Building digital maps is challenging, and maintaining it up to date in an ever-changing world is even more challenging. Various machine learning techniques helps us to detect road signs and changes in real world, and process it to update maps.

The problem presented here is related to a step after detecting a sign on a road. This step has to now identify each road geometry on which this sign is applicable. While sounds like a simple problem, signs in junctions makes this more challenging.

For example, given a sign detected on a road from a 4-camera setting on vehicle, the closest sighting of the sign may be in the right facing camera, with a sharp sign angle with respect to the direction of the car on which cameras set is mounted.
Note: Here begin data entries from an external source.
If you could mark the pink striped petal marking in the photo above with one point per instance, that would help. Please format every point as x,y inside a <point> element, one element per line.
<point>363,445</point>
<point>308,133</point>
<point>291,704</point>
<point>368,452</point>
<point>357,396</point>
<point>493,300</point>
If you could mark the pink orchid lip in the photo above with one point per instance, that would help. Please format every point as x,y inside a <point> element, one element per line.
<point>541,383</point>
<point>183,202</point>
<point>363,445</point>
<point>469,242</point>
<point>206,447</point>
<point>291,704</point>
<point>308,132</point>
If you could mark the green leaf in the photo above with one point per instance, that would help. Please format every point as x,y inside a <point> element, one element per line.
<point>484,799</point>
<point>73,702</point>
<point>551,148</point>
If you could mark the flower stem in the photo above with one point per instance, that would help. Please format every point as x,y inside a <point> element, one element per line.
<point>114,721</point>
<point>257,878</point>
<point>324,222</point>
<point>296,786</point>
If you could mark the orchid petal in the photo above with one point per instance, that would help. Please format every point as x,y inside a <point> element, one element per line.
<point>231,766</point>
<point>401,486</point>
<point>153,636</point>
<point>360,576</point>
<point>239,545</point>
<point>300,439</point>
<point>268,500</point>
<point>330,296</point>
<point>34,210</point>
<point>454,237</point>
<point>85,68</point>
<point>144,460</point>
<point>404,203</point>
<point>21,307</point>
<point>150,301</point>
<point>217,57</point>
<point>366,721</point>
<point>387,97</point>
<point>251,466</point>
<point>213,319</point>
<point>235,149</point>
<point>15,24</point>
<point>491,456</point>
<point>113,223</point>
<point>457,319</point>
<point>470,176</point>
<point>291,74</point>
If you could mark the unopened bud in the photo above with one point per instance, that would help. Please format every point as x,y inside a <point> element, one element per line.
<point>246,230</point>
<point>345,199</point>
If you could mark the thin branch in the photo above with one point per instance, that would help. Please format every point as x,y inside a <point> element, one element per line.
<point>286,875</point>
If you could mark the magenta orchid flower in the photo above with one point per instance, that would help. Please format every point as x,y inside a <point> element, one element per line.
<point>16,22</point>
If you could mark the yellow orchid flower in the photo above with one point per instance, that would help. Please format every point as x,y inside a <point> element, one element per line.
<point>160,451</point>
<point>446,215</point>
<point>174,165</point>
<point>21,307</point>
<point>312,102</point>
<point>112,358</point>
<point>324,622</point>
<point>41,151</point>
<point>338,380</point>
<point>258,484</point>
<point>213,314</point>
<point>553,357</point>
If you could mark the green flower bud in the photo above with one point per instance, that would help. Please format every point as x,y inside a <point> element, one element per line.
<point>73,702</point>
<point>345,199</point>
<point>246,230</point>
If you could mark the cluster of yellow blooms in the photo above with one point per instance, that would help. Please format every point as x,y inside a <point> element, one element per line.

Next step for updating map using this sign is to identify the exact road on which this sign is to be placed or applied.

On a + junction, when a sign is detected on the right camera, its hard now to tell if this sign is for the straight road, or for the right-side road, unless you consider parameters like sign bounding box aspect ratio.

For example, a sign detected from Front camera will have a natural aspect ratio of the sign when it is actually facing front of the car, however when same sign is detected on a right-side camera with a sharp angle from front, sign bounding box gets skewed, giving a hint that although its detected in right, it’s still facing the front of the car.

Dataset provided here has details on camera sign was detected, Angle of sign with respect to front in degrees, Sign's reported bounding box aspect ratio (width/height), Sign Width and Height, and the target feature Sign Facing, which is where the sign is actually facing.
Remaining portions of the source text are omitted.